6. Dataset Access, Licensing, and Integration
FinePhrase is openly released for research purposes via Hugging Face Datasets (https://hf.co/datasets/HuggingFaceFW/finephrase). Users can install and load the dataset as follows:
1 2 |
from datasets import load_dataset dataset = load_dataset("HuggingFaceFW/finephrase") |
7. Context and Research Significance
FinePhrase establishes a high-efficiency paradigm for synthetic pretraining data, demonstrating that structured pedagogical rephrasings (math, tables, FAQ, tutorials) yield superior performance compared to unstructured or less-format-constrained outputs. Exhaustive ablations reveal the importance of both structured prompts and careful source dataset selection, with negligible benefit from increasing generator model scale beyond ~1B parameters for this domain.
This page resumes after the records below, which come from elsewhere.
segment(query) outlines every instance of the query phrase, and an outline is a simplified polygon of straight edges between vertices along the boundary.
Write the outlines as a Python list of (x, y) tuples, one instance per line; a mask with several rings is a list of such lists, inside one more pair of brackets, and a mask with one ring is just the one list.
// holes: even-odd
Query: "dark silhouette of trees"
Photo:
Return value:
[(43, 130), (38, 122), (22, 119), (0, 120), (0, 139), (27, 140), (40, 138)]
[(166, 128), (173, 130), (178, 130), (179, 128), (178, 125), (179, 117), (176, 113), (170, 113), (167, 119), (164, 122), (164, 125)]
This suggests diminishing returns in scaling generator networks for the purposes of pedagogical rephrasing (Niklaus et al., 15 Apr 2026).
The empirical gains and cost-efficiency position FinePhrase as an important resource for the next generation of LLM training pipelines, offering a reproducible and scalable framework for constructing high-quality synthetic corpora.